Ayolah, ia ingin segera pulang ke rumah Mbok Marni yang sedang menunggu. Beliau pasti cemas mengetahui dirinya belum pulang. 

"Di sana, Tuan!"

Amanda pun menunjukan jalan arah ke rumahnya. Mereka berdua melangkah beriringan dalam keheningan malam bertaburan bintang di langit. Tidak berselang lama gerbang berwarna hijau lumut tertangkap indra penglihatan. 

"Jadi ini rumahmu?" 

Fazar mengamati bangunan berlantai dua di depannya. Cukup mewah dan berkelas. Meski tetap saja tidak bisa dibandingkan dengan Mansion-nya dulu.
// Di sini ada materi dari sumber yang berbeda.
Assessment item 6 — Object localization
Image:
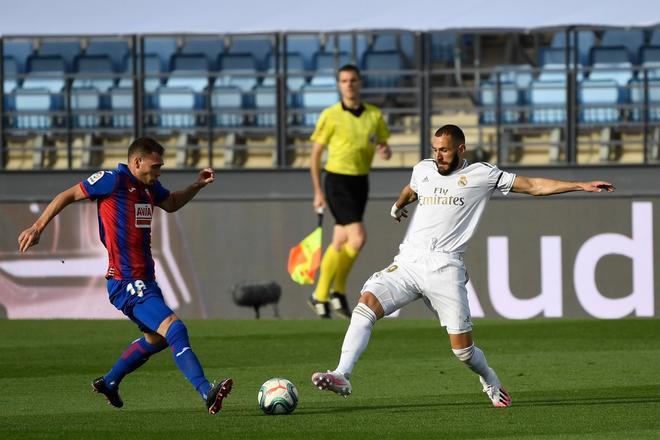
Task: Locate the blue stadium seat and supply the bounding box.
[110,87,133,128]
[639,46,660,80]
[431,32,458,64]
[181,37,225,70]
[228,36,273,72]
[529,80,566,124]
[363,52,404,88]
[144,37,177,72]
[73,55,115,93]
[479,81,520,124]
[262,52,307,90]
[324,34,367,65]
[216,53,258,108]
[369,32,415,60]
[589,46,633,87]
[578,79,620,124]
[85,38,129,72]
[211,85,243,127]
[550,30,596,65]
[600,29,644,65]
[2,38,32,73]
[630,79,660,122]
[156,86,195,129]
[301,85,339,127]
[14,88,53,130]
[2,57,18,111]
[38,40,81,72]
[71,87,101,128]
[286,34,321,71]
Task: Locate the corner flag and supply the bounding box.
[287,208,323,284]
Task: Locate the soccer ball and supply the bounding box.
[258,377,298,414]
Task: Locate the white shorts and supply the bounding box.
[362,250,472,334]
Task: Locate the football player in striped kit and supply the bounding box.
[312,125,614,407]
[18,138,233,414]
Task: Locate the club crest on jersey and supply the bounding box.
[135,203,154,228]
[87,171,105,185]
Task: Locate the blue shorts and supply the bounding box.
[108,279,174,333]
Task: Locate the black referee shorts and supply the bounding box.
[325,171,369,226]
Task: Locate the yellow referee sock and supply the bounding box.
[332,244,360,294]
[314,245,341,302]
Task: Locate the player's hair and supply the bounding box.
[337,64,362,79]
[435,124,465,145]
[128,137,165,160]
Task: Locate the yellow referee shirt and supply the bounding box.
[311,102,390,176]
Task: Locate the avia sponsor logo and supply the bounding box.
[135,203,154,228]
[418,188,465,206]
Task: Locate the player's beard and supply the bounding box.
[438,154,461,176]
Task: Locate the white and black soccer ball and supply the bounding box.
[258,377,298,414]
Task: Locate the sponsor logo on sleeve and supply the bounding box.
[135,203,153,228]
[87,171,105,185]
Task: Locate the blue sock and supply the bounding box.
[104,336,167,388]
[165,320,211,400]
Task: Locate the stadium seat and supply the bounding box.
[431,32,458,64]
[71,87,101,128]
[110,87,133,128]
[529,80,566,124]
[144,37,177,72]
[156,86,195,129]
[589,46,633,87]
[38,40,81,72]
[85,38,129,72]
[479,81,520,124]
[2,38,32,73]
[324,34,367,65]
[262,52,307,90]
[228,36,273,72]
[286,34,321,71]
[181,37,225,70]
[600,29,644,65]
[73,55,115,95]
[638,46,660,80]
[14,87,53,130]
[550,30,596,65]
[578,79,620,124]
[363,51,404,88]
[301,85,339,127]
[630,79,660,122]
[211,85,243,127]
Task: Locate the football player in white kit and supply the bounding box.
[312,125,614,407]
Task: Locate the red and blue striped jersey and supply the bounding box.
[80,163,170,280]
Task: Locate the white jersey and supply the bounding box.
[401,159,516,253]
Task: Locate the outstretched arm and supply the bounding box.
[158,168,215,212]
[18,184,87,252]
[390,185,417,222]
[309,142,326,209]
[511,176,615,196]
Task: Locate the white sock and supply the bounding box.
[335,303,376,377]
[452,344,500,387]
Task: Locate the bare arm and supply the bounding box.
[158,168,215,212]
[390,185,417,222]
[511,176,615,196]
[309,142,326,209]
[18,184,87,252]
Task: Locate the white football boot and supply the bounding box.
[312,370,353,397]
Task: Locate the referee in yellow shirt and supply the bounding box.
[308,64,392,318]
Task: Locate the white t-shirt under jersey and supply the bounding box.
[401,159,516,253]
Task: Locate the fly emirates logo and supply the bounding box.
[418,188,465,206]
[135,203,154,228]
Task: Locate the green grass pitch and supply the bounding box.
[0,319,660,440]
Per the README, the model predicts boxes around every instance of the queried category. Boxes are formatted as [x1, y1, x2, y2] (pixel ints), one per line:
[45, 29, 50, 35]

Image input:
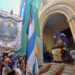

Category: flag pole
[25, 4, 32, 75]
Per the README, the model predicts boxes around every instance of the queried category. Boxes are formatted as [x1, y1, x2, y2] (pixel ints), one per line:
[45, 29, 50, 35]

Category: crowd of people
[0, 52, 26, 75]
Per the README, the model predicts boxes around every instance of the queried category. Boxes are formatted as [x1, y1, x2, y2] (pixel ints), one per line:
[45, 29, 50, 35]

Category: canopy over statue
[0, 11, 22, 51]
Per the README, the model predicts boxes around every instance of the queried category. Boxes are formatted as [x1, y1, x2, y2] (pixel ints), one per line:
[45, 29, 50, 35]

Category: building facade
[37, 0, 75, 64]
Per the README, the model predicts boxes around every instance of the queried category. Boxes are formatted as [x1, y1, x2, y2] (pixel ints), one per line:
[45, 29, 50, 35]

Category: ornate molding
[0, 10, 22, 22]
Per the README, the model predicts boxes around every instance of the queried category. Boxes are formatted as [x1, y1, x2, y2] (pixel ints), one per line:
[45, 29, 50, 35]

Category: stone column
[36, 37, 43, 66]
[68, 18, 75, 43]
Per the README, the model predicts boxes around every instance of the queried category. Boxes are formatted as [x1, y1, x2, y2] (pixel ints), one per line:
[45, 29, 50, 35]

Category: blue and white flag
[19, 0, 26, 18]
[26, 7, 36, 75]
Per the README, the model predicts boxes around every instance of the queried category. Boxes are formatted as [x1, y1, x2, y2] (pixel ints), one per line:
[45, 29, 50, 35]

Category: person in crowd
[16, 59, 26, 75]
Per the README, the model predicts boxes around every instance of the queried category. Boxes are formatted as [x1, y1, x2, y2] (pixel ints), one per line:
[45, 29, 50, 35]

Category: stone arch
[37, 0, 75, 64]
[40, 2, 75, 40]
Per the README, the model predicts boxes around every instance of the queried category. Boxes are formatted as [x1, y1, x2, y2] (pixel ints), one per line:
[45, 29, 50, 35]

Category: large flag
[16, 0, 41, 54]
[26, 7, 36, 75]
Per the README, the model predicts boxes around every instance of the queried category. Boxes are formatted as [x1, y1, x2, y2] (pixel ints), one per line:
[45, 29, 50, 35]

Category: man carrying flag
[18, 0, 41, 75]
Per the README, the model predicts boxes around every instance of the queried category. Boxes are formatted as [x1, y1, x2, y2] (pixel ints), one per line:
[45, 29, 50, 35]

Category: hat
[8, 52, 14, 56]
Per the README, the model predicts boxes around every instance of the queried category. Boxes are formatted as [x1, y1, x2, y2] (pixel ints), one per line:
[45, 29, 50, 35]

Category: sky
[0, 0, 21, 15]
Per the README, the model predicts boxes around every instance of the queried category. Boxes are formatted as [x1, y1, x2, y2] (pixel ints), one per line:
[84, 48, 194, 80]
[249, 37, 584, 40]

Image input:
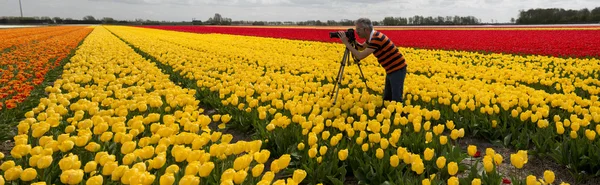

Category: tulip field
[0, 25, 600, 185]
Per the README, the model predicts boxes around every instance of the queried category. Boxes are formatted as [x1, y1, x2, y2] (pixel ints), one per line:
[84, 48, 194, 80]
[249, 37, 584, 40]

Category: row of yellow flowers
[412, 50, 600, 95]
[0, 27, 306, 185]
[102, 27, 580, 184]
[109, 25, 600, 143]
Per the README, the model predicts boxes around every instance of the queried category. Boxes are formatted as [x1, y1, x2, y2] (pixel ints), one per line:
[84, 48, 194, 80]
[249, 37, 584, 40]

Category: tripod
[330, 41, 367, 105]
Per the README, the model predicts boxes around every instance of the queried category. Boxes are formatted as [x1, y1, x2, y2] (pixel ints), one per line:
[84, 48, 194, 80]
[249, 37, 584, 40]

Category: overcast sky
[0, 0, 600, 22]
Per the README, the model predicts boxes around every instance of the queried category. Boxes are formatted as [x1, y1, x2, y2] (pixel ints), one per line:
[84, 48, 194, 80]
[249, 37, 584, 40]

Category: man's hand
[338, 31, 350, 46]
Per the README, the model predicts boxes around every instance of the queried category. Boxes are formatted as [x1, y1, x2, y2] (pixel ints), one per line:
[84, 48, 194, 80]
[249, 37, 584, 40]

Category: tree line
[517, 7, 600, 24]
[0, 7, 600, 26]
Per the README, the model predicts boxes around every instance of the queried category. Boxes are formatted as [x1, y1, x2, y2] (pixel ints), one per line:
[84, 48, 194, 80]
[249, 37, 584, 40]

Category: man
[339, 18, 406, 103]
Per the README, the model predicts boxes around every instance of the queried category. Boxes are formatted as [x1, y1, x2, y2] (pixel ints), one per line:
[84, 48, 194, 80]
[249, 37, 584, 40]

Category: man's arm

Akan tetapi, melihat lingkungan dan juga gaya berpakaian gadis di sisinya, Fazar tahu Amanda berasal dari keluarga mampu.

"I..iya, terima kasih sudah mengantar saya pulang ke rumah, Tuan."

Amanda terbata. Sikap gugupnya membuat Fazar diam-diam merasa terhibur. Jelas sekali gadis itu tipe wanita yang ekspresif.

Ya. Sangat menarik. Untuk itulah, Fazar pun berbasa-basi dengan memberi tanggapan. "Tidak masalah! Ngomong-ngomong, siapa namamu?" 

Ya, jujur saja, Fazar sedikit terpesona akan wajah imut Amanda. Meski jika dibandingkan dengan mantan kekasihnya yang kini berubah status menjadi ibu tiri, masih kalah jauh.

Akan tetapi, berkenalan sebentar rasanya tak masalah, bukan?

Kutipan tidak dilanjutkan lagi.